Clincher rims, rims made specifically for high-pressure tyres with tubes, are able to "clinch" because of the hook on the rim. Both sidewalls of the rim end in a small inwards facing bump - the hook. The tyre bead grabs onto the hook with the tube pushing outwards on the tyre - a safe and robust system. When you get a flat, the tyre can roll off the rim and cause a crash.
MTB rims have become tubeless because it makes the rim more robust and at the low pressures people should be running their MTB tyres at (<30 psi) they don't try to escape from the rim well. No hook can also give the fat tyre a better shape - Stan's rims use tiny hooks (left over from skinny rim days perhaps?) to avoid interfering with tyre shape.
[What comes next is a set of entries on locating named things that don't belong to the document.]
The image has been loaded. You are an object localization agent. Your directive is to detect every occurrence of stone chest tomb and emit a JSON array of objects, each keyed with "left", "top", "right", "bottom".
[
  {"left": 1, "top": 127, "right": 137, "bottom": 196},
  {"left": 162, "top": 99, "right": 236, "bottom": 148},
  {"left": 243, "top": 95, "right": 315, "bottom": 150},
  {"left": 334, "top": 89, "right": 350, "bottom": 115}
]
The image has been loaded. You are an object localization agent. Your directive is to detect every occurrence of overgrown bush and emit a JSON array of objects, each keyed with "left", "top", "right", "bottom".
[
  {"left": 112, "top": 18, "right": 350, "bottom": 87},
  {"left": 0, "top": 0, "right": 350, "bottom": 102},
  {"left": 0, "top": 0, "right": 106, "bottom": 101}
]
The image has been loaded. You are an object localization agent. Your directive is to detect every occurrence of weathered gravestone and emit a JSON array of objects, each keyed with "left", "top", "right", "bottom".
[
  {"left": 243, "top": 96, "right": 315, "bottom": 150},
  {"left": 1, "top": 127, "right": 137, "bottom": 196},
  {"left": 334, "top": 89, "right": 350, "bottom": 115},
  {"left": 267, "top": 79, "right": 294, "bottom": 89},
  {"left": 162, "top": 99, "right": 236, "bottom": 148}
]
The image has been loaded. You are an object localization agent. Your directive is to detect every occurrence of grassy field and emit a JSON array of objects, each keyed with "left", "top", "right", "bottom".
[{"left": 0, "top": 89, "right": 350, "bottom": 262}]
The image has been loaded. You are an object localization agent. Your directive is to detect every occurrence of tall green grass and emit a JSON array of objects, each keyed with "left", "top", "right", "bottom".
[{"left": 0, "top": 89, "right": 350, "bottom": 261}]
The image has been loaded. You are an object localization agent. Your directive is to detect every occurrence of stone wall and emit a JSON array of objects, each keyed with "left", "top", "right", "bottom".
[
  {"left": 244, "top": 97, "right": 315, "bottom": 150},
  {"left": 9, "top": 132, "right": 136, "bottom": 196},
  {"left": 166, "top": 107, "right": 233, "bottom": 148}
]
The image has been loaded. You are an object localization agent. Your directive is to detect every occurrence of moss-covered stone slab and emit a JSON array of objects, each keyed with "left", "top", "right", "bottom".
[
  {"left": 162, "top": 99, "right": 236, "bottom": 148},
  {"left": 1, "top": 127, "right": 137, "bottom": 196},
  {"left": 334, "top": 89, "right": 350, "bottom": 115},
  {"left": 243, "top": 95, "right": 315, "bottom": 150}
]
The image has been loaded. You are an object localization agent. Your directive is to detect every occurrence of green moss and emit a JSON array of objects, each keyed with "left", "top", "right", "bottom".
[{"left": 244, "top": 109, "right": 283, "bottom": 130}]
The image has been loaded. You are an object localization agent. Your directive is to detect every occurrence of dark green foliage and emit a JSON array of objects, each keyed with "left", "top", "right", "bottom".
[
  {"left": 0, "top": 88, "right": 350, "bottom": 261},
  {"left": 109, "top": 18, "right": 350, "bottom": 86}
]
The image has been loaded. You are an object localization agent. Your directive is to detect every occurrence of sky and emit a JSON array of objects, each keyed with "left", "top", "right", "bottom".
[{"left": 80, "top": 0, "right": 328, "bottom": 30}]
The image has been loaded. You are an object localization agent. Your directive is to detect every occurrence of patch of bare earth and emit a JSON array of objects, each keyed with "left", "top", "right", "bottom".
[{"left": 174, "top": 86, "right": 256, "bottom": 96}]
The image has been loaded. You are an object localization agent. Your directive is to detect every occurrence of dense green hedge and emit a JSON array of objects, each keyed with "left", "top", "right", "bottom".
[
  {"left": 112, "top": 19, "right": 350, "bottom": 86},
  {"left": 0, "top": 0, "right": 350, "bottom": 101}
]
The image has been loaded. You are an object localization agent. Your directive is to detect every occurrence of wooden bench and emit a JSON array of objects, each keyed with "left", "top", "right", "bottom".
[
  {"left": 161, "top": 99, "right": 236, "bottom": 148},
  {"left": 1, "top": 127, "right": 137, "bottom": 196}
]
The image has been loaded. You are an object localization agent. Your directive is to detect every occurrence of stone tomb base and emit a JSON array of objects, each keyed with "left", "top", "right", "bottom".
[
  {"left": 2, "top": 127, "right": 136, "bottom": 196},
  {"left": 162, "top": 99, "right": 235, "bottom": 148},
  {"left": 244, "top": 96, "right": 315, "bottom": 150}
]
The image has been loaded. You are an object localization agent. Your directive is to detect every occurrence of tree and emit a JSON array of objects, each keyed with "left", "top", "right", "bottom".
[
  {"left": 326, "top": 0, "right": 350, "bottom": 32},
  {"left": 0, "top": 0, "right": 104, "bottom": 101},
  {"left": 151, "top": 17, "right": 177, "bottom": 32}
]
Road rims, even with wide (for road) tyres on them, have to contend with lots of air pressure compared to MTB. A typical MTB tyre runs mid-20s. A typical tubeless road tyre runs 3 or 4 x that much (depending on tyre, rim and rider weight).
I run 18/24 psi in my MTB tyres (with foam inserts) and 70/75 psi in my one tubeless road bike.
 
Not many sealants will seal at 75 psi. None will seal at 100 psi. All of them seal well at 20 psi. That's the difference and the problem.

Speed & Skill don't develop at the same pace

I have seen this in early teen riders who get the racing bug. Usually the speed comes a couple of seasons before the skills develop. I won't name names, but several who went on to compete at pro level got their turn of speed around 15 years old, but didn't really learn to control a bike until more like 17 years old. Those were a scary couple of years to be riding beside them. Not quite an unguided missile. Worth mentioning that by 19 all these guys were capable of amazing feats on a bike. Teens learn quickly.
 
Mostly these days I coach older riders. Some have been riding for decades. Others are quite new to the whole cycling thing. But perhaps neither has experienced a bike at speed. It is tough to learn the skills to handle a bike going fast when you aren't fit enough to make that bike go fast. So the speed really has to come first. I've had some success with descending to obtain speed, I've also seen some crashes where the person thought they were faster than they were. The main problem with learning a skill at 50 or more kmh is the margin for error is smaller. Yes the skills you learn descending will set you up for success in a criterium race at 44 kmh, but you have to survive it first.
 
The take-away from this is be patient. If you are early in your riding you might want to descend like Tom Pidcock, but he's been at it for 20 years to develop those mad skills.